The project seemed to be at an impasse until Minneapolis-based HGA Architects and Engineers facilitated a charrette suggesting some alternative solutions. What ultimately emerged was a design that was more elegant and compact than anyone had imagined it could be.

Initially, city officials hoped to build a pedestrian plaza alongside the structure, a place where farmer’s markets and street festivals could be staged. But that idea was complicated by the fact that many businesses had service entrances on Mill Street. HGA proposed a new scenario: If the space reserved for the plaza were used to enlarge the surface area for parking, the upper parking tier could be removed. Public opinion quickly coalesced around that approach.

The 385-stall structure was completed last summer. “Essentially, it’s a single parking tray above a surface lot,” says HGA principal Victor Pechaty, AIA. Clad in sections of dark-gray brick, the exterior contrasts with the lighter-stone and buff-colored buildings along Lake Street.

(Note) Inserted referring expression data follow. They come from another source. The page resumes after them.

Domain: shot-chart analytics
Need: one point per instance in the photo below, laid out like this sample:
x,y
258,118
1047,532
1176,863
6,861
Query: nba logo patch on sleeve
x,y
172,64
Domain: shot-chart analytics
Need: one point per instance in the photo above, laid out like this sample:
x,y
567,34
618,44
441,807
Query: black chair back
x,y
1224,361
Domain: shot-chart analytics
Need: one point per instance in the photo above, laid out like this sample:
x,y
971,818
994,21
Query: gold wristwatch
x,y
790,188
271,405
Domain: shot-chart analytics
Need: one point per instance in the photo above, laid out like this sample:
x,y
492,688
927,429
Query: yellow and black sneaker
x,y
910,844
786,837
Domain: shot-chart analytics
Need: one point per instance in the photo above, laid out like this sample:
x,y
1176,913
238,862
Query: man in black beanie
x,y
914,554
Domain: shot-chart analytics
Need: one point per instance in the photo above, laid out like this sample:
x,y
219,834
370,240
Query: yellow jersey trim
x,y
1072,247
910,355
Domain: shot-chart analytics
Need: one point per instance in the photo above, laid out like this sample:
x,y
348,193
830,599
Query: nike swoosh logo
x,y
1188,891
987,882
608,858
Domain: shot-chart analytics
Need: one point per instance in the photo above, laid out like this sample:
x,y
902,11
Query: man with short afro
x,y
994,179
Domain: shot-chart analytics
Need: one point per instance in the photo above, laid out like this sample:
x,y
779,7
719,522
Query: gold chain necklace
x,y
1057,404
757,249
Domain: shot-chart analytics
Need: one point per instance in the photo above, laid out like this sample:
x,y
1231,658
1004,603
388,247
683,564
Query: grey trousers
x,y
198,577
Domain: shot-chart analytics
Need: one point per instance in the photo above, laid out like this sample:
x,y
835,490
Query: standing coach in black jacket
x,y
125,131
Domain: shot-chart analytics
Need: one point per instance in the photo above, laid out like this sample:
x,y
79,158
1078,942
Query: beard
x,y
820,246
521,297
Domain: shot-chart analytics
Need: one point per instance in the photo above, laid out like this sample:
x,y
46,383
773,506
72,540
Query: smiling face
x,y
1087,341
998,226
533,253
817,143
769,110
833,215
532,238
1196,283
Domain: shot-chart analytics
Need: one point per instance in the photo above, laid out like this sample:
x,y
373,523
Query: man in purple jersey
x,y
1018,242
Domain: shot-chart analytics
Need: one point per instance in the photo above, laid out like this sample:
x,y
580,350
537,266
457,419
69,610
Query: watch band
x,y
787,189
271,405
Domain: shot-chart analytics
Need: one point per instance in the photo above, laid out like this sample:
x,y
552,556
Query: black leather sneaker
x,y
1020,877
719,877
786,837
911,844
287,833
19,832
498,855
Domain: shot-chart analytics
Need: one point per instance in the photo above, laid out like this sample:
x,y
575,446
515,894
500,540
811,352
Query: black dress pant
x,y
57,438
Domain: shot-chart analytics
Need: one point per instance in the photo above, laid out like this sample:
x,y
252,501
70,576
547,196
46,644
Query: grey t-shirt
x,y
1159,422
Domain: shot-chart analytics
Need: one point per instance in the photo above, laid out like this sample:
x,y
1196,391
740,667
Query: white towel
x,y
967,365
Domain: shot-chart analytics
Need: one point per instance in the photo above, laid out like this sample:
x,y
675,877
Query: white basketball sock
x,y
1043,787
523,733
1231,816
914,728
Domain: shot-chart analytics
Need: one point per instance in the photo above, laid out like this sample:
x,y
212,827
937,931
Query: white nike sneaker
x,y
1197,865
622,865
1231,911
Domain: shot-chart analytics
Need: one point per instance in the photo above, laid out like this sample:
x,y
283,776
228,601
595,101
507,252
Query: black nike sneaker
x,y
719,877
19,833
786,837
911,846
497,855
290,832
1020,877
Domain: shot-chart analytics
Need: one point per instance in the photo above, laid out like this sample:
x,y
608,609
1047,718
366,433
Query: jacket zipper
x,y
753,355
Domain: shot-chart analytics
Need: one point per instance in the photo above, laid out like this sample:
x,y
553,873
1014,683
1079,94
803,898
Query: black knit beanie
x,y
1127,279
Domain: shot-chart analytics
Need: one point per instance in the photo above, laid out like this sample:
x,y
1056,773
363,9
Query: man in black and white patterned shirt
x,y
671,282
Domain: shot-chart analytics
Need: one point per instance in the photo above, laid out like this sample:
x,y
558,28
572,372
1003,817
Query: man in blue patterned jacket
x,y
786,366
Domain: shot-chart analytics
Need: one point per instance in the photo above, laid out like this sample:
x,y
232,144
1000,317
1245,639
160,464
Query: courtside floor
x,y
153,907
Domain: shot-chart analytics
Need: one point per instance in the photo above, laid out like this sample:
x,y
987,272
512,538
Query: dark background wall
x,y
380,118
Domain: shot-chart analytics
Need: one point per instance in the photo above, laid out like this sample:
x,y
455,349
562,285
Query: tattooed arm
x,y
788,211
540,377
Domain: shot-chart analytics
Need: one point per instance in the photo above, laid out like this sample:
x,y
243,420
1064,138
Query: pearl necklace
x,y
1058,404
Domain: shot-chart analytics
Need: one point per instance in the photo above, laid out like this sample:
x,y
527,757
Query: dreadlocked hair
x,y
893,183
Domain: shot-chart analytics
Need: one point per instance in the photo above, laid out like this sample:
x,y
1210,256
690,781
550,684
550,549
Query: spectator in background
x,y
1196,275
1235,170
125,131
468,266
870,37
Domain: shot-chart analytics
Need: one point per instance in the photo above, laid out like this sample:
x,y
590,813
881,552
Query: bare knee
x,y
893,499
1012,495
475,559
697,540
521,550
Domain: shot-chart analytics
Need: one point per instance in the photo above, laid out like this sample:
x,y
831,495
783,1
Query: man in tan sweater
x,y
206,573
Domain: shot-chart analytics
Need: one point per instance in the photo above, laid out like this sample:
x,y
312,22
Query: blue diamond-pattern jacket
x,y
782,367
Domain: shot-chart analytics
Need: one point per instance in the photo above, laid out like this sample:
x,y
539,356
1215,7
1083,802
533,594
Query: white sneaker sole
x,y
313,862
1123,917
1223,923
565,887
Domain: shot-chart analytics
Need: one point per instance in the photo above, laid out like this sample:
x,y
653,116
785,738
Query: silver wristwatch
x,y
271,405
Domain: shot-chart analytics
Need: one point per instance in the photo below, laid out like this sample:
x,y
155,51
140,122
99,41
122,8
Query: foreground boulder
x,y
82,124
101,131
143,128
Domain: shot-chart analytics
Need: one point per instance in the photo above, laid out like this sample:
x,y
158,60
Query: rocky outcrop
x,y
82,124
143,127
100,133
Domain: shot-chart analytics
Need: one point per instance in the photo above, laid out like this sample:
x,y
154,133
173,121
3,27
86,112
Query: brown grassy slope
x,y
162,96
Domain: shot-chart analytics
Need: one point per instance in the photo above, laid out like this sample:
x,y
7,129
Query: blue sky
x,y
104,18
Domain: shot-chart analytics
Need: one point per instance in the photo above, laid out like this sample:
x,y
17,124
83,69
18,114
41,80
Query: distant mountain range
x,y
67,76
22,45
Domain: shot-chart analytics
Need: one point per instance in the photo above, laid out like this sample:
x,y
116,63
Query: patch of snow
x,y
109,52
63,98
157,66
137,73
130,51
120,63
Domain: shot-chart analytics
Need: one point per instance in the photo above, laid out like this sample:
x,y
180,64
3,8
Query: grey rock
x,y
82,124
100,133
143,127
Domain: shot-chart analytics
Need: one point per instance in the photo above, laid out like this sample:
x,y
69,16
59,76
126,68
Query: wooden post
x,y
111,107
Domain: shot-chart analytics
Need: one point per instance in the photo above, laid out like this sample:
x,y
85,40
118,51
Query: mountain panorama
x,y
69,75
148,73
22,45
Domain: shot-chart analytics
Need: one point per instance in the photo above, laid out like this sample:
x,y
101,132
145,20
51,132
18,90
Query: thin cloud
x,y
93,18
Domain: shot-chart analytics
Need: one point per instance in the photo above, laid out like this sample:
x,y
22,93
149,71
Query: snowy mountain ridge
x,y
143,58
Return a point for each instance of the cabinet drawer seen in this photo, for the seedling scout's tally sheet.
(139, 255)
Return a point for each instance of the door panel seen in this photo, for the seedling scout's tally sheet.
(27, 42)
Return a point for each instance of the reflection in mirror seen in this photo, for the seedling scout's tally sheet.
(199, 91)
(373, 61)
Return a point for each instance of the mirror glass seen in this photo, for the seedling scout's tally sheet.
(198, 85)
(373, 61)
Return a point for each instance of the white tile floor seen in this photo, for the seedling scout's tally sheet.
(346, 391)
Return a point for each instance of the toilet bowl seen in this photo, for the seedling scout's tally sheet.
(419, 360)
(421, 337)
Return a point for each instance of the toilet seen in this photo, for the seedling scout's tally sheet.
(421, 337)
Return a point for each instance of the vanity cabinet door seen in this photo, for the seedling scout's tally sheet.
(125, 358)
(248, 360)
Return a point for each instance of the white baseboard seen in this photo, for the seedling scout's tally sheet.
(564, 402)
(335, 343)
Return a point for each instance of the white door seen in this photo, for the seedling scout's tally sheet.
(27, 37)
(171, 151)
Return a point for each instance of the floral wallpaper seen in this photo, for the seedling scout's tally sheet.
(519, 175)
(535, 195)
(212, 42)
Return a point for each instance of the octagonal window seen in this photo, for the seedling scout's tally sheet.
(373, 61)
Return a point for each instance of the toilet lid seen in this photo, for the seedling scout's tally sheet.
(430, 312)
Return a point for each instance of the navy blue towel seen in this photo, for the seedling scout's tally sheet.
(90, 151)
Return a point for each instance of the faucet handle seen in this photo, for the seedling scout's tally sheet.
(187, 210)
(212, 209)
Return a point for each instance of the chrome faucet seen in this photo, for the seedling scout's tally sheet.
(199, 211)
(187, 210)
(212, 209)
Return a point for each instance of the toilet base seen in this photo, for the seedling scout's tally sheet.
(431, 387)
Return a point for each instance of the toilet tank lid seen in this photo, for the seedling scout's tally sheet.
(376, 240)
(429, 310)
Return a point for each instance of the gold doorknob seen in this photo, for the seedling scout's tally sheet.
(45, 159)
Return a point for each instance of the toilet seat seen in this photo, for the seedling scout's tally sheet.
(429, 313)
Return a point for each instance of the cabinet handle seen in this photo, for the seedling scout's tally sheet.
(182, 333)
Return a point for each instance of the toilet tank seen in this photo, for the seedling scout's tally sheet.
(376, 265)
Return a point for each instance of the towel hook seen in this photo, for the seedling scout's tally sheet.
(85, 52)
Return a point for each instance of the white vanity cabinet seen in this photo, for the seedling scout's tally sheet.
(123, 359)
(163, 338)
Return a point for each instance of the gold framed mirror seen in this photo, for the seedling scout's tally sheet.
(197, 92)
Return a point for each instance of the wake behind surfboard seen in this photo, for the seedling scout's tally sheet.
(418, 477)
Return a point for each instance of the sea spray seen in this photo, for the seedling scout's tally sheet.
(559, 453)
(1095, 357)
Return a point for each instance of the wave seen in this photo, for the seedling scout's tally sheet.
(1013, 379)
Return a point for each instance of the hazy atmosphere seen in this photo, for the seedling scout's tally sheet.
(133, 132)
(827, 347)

The entrances to the lower level are lined with perforated-metal screens backlit by LEDs, giving drivers a clear sense of navigation even in the dead of night. Because the structure is built into a slope, HGA was able to give the upper level its own entry, off a side street. The omission of a ramp between levels freed up space for additional stalls.

Ventilation and security are often issues in parking ramps. HGA addressed both by making the lower level somewhat porous: Openings in the walls allow exhaust to exit the building without mechanical interventions, while also allowing view and acoustical porosity as safety measures. Wood slats installed in the voids only partly block the view in and out. “The slatted wood aesthetic is reminiscent of the ubiquitous boat docks you see on Lake Minnetonka,” says Pechaty.

For the most part, the structure was designed to recede into the downtown environment. The architects kept lighting on the second level low to the ground, and they angled it in a way that minimizes light pollution for the residences on the hill above. But the building couldn’t be invisible. The design places pedestrian entrances and staircases where they can easily be seen through visual corridors from Lake Street. Finding your way back to your car is intuitive.

“The project achieved all of our objectives,” says Thomson. “We more than doubled the available parking on the site, and what’s more, the design hit it out of the ballpark.”

Location: Wayzata, Minnesota
Client: City of Wayzata
Architect and landscape architect: HGA Architects and Engineers
Principal-in-charge: Mia Blanchett, AIA
Project lead designer: Victor Pechaty, AIA
General contractor: Adolfson & Peterson Construction
Size: 91,840 square feet (385 spaces)
Cost: $8.7 million
Completion: July 2017
Photographer: Pete Sieger

“This is what design is all about: Taking a mundane program and making something so much more with it. We loved everything about this project, right down to how that stair negotiates the corner with the massing, and the use of the broken rocks around the edge—a really nice touch.”